The curious case of light chain cast nephropathy in a renal allograft recipient

Indian J Pathol Microbiol. 2024 Jun 4. doi: 10.4103/ijpm.ijpm_948_23. Online ahead of print.

Abstract

Myeloma cast nephropathy in renal allograft recipients without pre-transplant diagnosis of multiple myeloma is rare. A 32-year-old hypertensive male presented to our institute as a prospective renal allograft recipient.
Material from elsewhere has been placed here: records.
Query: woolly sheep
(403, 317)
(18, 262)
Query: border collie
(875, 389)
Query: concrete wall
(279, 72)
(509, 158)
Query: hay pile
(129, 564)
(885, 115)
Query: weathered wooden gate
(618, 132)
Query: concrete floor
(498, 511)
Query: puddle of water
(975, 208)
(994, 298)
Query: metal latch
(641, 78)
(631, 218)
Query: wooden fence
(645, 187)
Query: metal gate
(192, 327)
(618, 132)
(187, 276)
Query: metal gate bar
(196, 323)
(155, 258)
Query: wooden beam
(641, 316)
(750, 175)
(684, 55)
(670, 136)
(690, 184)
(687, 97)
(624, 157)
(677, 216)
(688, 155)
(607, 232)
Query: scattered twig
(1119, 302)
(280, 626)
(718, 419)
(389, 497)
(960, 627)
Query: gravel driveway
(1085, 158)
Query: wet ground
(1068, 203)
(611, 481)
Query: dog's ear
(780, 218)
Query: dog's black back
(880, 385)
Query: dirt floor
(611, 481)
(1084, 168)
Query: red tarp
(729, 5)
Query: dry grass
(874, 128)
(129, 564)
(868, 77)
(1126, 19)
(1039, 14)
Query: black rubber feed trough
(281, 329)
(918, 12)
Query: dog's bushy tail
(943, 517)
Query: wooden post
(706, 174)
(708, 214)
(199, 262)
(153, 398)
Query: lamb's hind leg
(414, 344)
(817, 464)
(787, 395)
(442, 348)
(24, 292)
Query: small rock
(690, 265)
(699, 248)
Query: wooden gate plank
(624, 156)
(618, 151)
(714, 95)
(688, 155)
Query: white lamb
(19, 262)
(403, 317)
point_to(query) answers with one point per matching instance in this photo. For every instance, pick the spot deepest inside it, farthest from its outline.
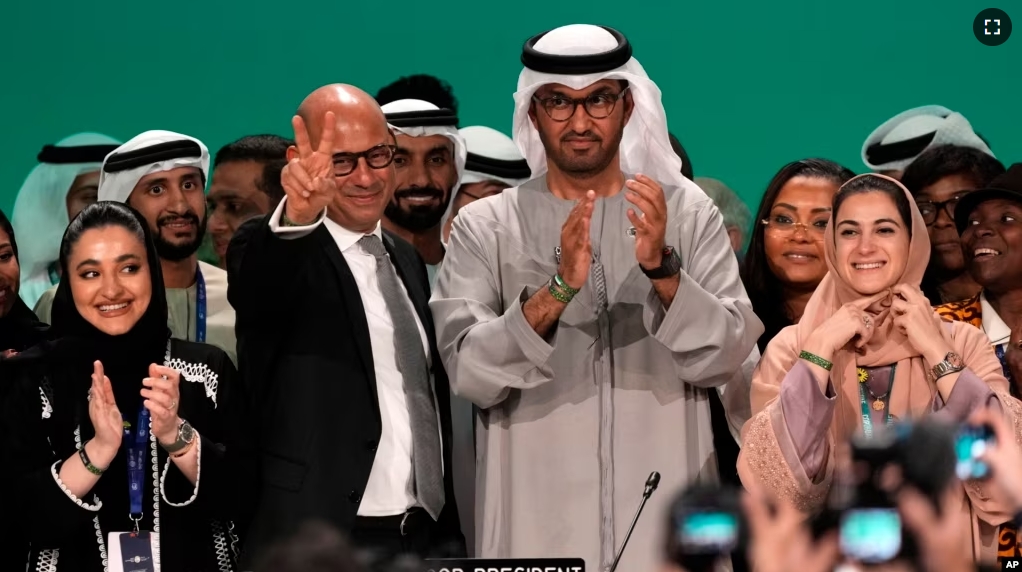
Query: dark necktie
(426, 458)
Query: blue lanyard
(137, 439)
(199, 306)
(867, 417)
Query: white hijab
(40, 215)
(119, 186)
(645, 144)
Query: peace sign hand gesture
(308, 179)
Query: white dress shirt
(387, 491)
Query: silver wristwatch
(951, 364)
(185, 436)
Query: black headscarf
(126, 358)
(19, 329)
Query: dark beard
(417, 219)
(178, 252)
(584, 168)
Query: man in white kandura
(588, 312)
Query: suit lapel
(353, 299)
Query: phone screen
(970, 444)
(709, 532)
(871, 535)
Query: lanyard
(867, 417)
(199, 306)
(136, 439)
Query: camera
(706, 523)
(924, 455)
(970, 444)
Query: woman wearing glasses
(937, 179)
(785, 259)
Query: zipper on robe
(603, 377)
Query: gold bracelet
(185, 450)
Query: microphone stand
(651, 483)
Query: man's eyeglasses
(931, 208)
(598, 105)
(783, 225)
(376, 157)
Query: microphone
(651, 484)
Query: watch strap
(946, 367)
(669, 266)
(180, 443)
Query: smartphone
(708, 532)
(970, 444)
(871, 535)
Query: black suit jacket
(304, 352)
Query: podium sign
(506, 565)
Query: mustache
(588, 136)
(187, 217)
(429, 191)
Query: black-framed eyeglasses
(930, 208)
(783, 225)
(598, 105)
(376, 157)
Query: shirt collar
(995, 329)
(345, 238)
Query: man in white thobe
(588, 312)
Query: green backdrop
(747, 86)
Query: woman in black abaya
(113, 386)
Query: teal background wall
(747, 85)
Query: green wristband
(814, 359)
(564, 285)
(88, 464)
(558, 295)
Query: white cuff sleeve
(198, 476)
(56, 477)
(291, 232)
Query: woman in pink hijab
(869, 350)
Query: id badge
(131, 553)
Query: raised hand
(308, 179)
(576, 248)
(651, 223)
(161, 398)
(915, 318)
(105, 417)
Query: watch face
(187, 433)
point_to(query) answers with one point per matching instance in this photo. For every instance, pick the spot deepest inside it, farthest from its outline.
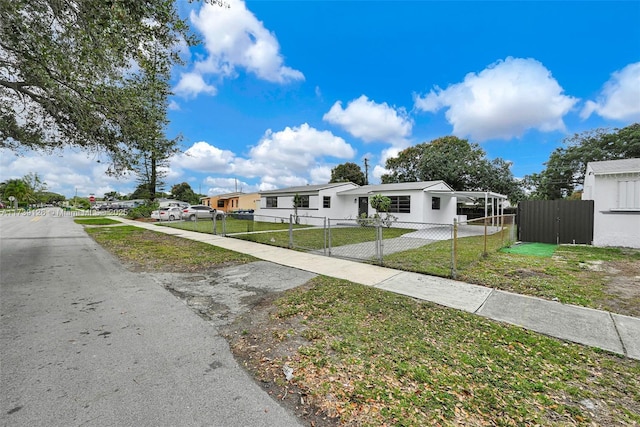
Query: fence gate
(556, 221)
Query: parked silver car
(167, 214)
(200, 212)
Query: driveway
(84, 342)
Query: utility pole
(366, 171)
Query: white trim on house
(614, 187)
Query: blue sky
(280, 92)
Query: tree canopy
(67, 67)
(348, 172)
(457, 162)
(567, 165)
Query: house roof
(225, 196)
(615, 166)
(401, 186)
(305, 188)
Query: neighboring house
(421, 202)
(232, 201)
(614, 187)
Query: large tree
(149, 148)
(66, 68)
(564, 171)
(348, 172)
(17, 188)
(461, 164)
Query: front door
(363, 206)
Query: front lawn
(365, 357)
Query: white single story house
(614, 187)
(317, 201)
(432, 202)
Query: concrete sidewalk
(596, 328)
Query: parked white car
(200, 212)
(167, 214)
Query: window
(628, 194)
(435, 203)
(400, 204)
(304, 201)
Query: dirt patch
(258, 341)
(622, 285)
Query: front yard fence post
(290, 231)
(454, 247)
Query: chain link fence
(437, 249)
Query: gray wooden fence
(556, 221)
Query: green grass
(388, 360)
(232, 226)
(95, 221)
(150, 250)
(314, 238)
(563, 277)
(535, 249)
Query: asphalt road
(84, 342)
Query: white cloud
(378, 171)
(191, 84)
(296, 148)
(502, 101)
(66, 172)
(620, 96)
(235, 38)
(370, 121)
(320, 174)
(293, 156)
(203, 157)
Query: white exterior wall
(610, 227)
(315, 213)
(447, 212)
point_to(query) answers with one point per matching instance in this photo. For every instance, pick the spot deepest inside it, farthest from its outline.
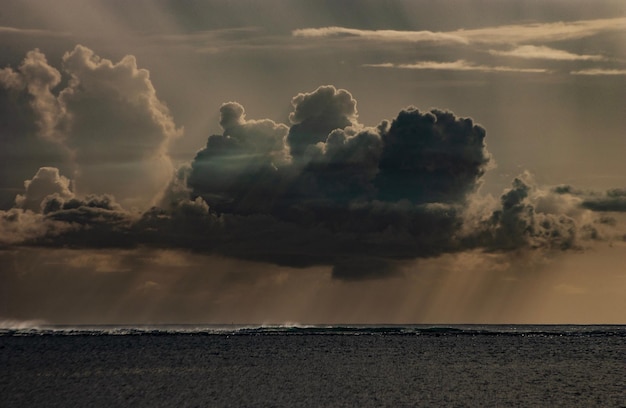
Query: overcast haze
(312, 162)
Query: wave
(41, 329)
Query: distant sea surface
(313, 366)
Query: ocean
(313, 366)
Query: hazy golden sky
(313, 161)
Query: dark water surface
(359, 366)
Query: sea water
(314, 366)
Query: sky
(302, 162)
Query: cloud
(508, 34)
(459, 65)
(543, 52)
(324, 191)
(612, 200)
(599, 72)
(238, 168)
(45, 183)
(380, 35)
(107, 118)
(32, 32)
(316, 114)
(544, 32)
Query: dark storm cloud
(612, 200)
(431, 157)
(518, 224)
(325, 191)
Hemoglobin was 10.1 mg/dl. He did not have hypercalcemia, and the albumin/globulin ratio was 1.33. Urinalysis did not show any proteinuria or active sediments. Ultrasonography of the abdomen showed bilateral contracted kidneys. He underwent an uneventful renal transplant surgery and had immediate graft function. After 1 month, he tested positive for severe acute respiratory syndrome coronavirus 2 and developed graft dysfunction. Graft biopsy showed features of myeloma cast nephropathy. He had elevated lambda chains with an involved-to-uninvolved free light chain ratio of >100. Serum immunofixation electrophoresis showed a monoclonal band in the lambda region. Bone marrow biopsy showed plasmacytosis with 18.6% immature plasma cells. He improved on cyclophosphamide, bortezomib, and dexamethasone regimens.